While some media outlets across the state of Maine are reporting on Gov. LePage signing a handful of bills to fund portions of the Maine Department of Inland Fisheries and Wildlife (MDIFW), from the perspective of someone who has a slightly higher than average grasp of the deer herd situation in Maine, I have to wonder who’s counting deer and making deer density estimates. Somewhat in fairness to those who might be creating the numbers, what makes its way into press pieces may be more of a product of poor reporting, the result of accepting numbers without substantiating the claims.

The Portland Press Herald this morning reports on the governor’s efforts to do something about saving the deer herd. In laying out claims of deer densities across the state, the article states that, “it hovers around 40 to 50 [per square mile] in southern and some coastal areas and islands”, as they say was reported to them by David Trahan, who is Executive Director of the Sportsman’s Alliance of Maine. It should be made clear here that all of “Southern Maine” is not populated with deer densities running 40 – 50 per square miles. I think this is a matter of poor choice of words to describe that in some pockets of Southern Maine and some coastal areas and some islands, you will find those densities. It is not the norm.

But the blaring error, at least from my perspective and I don’t think I’m alone, is the claim that Maine’s deer population is around 250,000. In Maine’s hay day years of record deer populations of around 300,000 plus, historically the harvest struggled to reach 10% or 30,000 deer. If Maine’s present deer population was 250,000 one might expect the harvest numbers to be approaching 25,000. The deer harvest over the last 3 hunting seasons has averaged just under 19,000 animals. That statistic alone would draw one to conclude that the population might be closer to 200,000 than 250,000, a near 25% difference.


Photo editorial compliments of Richard Paradis

In the Press Herald report was the following: “a new law that expands the mission of a state deer-management fund to include preserving deer yards, in addition to its traditional focus on controlling coyotes.” (Emphasis added)

The “new law” in reference here will do little to “preserve deer yards”. At 19,000 deer tagged, times 2 dollars is $38,000. While all help should be welcomed, let’s not paint a picture of something that isn’t going to happen on $38,000 a year. There is a bond issue that awaits the Governor’s signature (most doubt he will sign it) that would appropriate hundreds of thousands of dollars to Land for Maine’s Future. Some of that money is to be used in the “protection/preservation of deer yards”. Even George Smith, former executive director of the Sportsman’s Alliance of Maine, says this amount of money will do little in buying up and protecting deer yards. Perhaps if a plan could be devised first, it might be helpful.

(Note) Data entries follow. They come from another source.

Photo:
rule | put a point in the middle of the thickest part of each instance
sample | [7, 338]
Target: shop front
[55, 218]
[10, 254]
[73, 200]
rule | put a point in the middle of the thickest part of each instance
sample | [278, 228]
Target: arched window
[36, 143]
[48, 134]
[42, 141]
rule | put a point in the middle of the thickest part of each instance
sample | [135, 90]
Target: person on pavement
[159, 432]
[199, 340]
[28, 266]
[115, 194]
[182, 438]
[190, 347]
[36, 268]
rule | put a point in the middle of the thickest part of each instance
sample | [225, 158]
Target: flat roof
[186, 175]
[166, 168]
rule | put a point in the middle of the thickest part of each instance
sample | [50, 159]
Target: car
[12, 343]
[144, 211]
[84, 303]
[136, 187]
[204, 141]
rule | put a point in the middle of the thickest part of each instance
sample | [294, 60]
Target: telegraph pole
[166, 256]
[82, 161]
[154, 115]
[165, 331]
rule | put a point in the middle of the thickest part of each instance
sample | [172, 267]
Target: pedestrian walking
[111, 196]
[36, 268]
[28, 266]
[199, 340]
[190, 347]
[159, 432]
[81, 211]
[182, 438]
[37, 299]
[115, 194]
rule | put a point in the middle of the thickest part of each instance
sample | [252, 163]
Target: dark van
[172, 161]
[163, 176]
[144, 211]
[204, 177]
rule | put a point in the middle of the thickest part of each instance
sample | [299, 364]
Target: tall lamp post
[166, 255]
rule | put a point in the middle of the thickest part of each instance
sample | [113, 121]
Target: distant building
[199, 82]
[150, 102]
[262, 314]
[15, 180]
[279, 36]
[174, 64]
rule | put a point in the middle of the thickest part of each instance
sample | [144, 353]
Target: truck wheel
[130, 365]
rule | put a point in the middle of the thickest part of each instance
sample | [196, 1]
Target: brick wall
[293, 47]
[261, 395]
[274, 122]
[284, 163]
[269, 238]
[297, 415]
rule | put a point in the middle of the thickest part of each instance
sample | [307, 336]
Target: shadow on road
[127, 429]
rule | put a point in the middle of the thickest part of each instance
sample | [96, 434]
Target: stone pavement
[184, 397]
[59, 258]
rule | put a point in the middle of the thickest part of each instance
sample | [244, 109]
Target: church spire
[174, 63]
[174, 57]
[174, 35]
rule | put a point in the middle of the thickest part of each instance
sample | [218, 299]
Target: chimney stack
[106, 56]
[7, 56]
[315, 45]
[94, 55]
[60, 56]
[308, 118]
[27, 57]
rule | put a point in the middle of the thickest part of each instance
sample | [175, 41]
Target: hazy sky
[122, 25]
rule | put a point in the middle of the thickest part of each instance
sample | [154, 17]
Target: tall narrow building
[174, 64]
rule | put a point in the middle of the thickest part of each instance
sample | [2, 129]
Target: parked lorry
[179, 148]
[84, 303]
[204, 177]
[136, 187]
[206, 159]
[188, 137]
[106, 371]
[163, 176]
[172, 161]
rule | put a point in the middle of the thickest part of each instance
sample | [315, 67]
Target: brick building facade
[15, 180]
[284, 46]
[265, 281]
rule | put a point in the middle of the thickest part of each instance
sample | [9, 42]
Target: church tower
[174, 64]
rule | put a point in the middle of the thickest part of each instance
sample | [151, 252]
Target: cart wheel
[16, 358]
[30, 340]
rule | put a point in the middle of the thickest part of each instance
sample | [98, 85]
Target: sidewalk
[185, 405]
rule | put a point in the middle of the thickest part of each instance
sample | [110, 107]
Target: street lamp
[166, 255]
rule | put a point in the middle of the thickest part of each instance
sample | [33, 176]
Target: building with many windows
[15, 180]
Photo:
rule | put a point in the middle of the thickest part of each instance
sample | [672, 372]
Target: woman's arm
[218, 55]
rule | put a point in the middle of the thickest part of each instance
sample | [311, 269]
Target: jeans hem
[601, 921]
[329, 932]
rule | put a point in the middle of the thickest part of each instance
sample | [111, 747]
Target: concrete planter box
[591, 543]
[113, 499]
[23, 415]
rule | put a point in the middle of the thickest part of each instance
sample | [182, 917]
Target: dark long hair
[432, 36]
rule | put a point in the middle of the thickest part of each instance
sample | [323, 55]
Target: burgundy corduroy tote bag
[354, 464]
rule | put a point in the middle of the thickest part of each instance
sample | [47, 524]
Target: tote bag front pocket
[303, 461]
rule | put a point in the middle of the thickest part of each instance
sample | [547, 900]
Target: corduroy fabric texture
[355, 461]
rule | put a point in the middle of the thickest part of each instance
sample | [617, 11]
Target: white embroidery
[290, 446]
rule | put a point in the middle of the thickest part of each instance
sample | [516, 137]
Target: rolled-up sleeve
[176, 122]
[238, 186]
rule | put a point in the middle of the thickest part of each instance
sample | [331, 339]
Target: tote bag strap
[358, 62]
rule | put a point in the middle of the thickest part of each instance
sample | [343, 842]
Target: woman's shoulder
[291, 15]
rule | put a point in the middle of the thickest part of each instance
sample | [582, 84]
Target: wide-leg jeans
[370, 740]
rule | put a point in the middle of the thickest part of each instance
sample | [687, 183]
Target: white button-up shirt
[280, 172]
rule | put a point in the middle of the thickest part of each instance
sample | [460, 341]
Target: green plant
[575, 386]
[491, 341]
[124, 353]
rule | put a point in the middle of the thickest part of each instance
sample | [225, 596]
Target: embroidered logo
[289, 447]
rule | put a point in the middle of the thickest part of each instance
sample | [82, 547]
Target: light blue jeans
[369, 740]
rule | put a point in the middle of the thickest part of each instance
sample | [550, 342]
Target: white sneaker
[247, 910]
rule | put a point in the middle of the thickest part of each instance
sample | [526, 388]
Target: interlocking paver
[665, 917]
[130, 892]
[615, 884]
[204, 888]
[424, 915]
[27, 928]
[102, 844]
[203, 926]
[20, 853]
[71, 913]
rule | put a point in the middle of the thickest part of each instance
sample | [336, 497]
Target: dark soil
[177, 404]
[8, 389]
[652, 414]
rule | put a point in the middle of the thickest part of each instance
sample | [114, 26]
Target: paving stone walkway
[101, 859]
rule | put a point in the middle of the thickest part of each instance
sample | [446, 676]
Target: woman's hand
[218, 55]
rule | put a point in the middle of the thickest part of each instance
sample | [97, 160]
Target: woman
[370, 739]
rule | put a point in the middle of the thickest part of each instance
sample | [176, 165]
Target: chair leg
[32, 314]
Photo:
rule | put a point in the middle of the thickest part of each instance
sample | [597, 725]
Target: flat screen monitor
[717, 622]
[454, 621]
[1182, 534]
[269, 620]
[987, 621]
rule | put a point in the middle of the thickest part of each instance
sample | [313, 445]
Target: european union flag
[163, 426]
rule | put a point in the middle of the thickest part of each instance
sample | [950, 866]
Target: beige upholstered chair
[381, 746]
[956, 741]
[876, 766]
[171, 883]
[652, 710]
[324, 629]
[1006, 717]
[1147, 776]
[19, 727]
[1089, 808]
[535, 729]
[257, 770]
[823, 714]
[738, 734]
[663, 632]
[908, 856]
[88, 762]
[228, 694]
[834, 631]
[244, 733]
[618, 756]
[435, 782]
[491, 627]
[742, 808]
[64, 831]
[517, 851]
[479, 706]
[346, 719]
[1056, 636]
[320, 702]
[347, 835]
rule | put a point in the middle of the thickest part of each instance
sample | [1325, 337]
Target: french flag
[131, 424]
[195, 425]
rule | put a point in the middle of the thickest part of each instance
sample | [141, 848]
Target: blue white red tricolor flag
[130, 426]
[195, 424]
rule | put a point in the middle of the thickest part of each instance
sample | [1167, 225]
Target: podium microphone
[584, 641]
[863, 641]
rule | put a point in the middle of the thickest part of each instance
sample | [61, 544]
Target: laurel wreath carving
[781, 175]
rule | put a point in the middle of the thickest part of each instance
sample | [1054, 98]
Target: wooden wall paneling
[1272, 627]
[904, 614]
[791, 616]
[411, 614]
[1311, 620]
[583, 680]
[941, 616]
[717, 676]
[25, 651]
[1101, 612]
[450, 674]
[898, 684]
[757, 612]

Laughable was the phrase, “traditional focus on controlling coyotes”. Traditional? Before something can become a tradition, it first has to have been tried…..at least once if I may be so generous. Maine has no tradition of focusing on controlling coyotes. Quiet the contrary. Maine’s tradition has been more to ignore problems and protect the predator, while members of the MDIFW, along with animal rights groups and environmentalists lay false claims that coyotes make for a healthy ecosystem.

I would also like to point out another thing that caught my eye in media accounts of Gov. LePage’s bill signing. I found it in the Press Herald article as well as other press releases.

Deer hunting and viewing in Maine generate at least $200 million per year in spending on guide and outfitting services, hunting camps, motels, restaurants and related businesses, Burns said.

Burns refers to Rep. David Burns, R-Whiting, who is the sponsor of one of the pieces of legislation that Gov. LePage signed. What has happened here, as has happened all across the nation, is that environmentalists have hijacked the claims of revenue generated from hunting and related businesses to include “viewing”. It’s a farce and a shame really. There are no statistics or studies to prove that so-called wildlife viewing generates any substantial amount of revenue to the state. Some have attempted to steal the reality by invoking information provided by polls done that show how many people like to “watch wildlife”. What has never been differentiated in these polls is how many “wildlife watchers” are hunters and how many pure “wildlife watchers” there really are.

A prime example of this hijacking is found in Yellowstone Park. Officials there polled visitors and asked them if they saw wolves or would like to see wolves. They took those responses and concluded that that number of people came to Yellowstone Park for the sole purpose of viewing wolves. They attempt to use these numbers to falsely pin a monetary value to wolf watching. It’s almost criminal.

At the rate the environmentalists are laying claim to things they don’t own, or had anything to do with, they will soon be claiming they are responsible for every nickel that comes into the state and as a result will demand control over it. Oh, wait! They already are!